Pattern	Human Role	Agent Autonomy	Latency	Scalability
Human-in-the-Loop	Approves every action	Minimal — proposes only	High	Low
Human-on-the-Loop	Monitors, can abort/override	Moderate — acts unless stopped	Medium	Medium
Human-over-the-Loop	Sets goals & policies, reviews outcomes	High — plans and acts within boundaries	Low	High
Human-beside-the-Loop	Collaborates as co-pilot	Shared — alternates initiative	Medium	Medium
Human-out-of-the-Loop	None	Full — end-to-end autonomous	Lowest	Highest

The key insight: moving right on the spectrum increases throughput and reduces latency, but also increases risk. Choose the pattern that matches the consequences of agent errors in your domain.

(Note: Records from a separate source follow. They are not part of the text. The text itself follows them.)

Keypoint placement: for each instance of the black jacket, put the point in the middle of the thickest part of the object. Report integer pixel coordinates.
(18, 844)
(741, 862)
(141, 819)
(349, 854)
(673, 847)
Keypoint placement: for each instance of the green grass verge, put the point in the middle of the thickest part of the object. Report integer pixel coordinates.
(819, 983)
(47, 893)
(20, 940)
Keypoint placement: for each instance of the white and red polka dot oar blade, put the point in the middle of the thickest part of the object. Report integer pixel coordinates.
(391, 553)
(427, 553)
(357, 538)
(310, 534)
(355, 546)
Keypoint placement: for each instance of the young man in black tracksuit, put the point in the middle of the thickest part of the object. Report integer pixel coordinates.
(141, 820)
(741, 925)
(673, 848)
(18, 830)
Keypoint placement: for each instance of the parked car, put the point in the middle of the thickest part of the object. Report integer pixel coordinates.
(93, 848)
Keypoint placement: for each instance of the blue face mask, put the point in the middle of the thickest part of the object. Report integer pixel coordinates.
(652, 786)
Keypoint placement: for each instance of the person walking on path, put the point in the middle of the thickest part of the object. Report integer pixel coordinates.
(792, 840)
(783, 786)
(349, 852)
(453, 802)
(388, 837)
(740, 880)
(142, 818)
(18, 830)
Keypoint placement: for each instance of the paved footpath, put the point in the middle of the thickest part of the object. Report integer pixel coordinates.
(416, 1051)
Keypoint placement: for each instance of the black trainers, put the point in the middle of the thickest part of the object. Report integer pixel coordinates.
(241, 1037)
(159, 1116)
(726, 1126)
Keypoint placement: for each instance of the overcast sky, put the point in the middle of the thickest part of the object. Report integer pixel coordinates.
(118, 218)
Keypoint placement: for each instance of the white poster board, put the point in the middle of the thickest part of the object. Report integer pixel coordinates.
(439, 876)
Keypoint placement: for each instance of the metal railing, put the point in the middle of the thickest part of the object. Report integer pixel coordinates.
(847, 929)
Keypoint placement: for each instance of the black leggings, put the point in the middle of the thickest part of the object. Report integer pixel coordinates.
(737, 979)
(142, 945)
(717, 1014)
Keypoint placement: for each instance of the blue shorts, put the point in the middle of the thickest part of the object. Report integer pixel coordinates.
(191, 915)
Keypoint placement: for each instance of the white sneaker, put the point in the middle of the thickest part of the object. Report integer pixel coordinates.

Pattern 1: Human-in-the-Loop (HITL)

Definition

The agent proposes an action, then waits for explicit human approval before executing it. Every tool call, every decision, every output requires a human to press “approve” or “reject.”

sequenceDiagram
    participant User as Human
    participant Agent as AI Agent
    participant Tool as Tool / API

    User->>Agent: Query
    Agent->>User: Proposed Action: search("capital of France")
    User->>Agent: ✅ Approved
    Agent->>Tool: search("capital of France")
    Tool->>Agent: Paris
    Agent->>User: Proposed Action: search("population of Paris")
    User->>Agent: ✅ Approved
    Agent->>Tool: search("population of Paris")
    Tool->>Agent: 2.1 million
    Agent->>User: Final Answer: Paris, ~2.1 million

When to Use

High-stakes decisions: financial transactions, medical recommendations, legal actions
Early deployment: building trust before granting more autonomy
Sensitive operations: deleting data, sending emails, modifying production systems
Regulatory requirements: EU AI Act Article 14 mandates human oversight for high-risk AI systems

Implementation with LangGraph

LangGraph provides interrupt() to pause execution and wait for human input:

from langgraph.graph import StateGraph, END
from langgraph.types import interrupt, Command
from langgraph.checkpoint.memory import MemorySaver
from typing import TypedDict, Annotated
from langgraph.graph.message import add_messages


class AgentState(TypedDict):
    messages: Annotated[list, add_messages]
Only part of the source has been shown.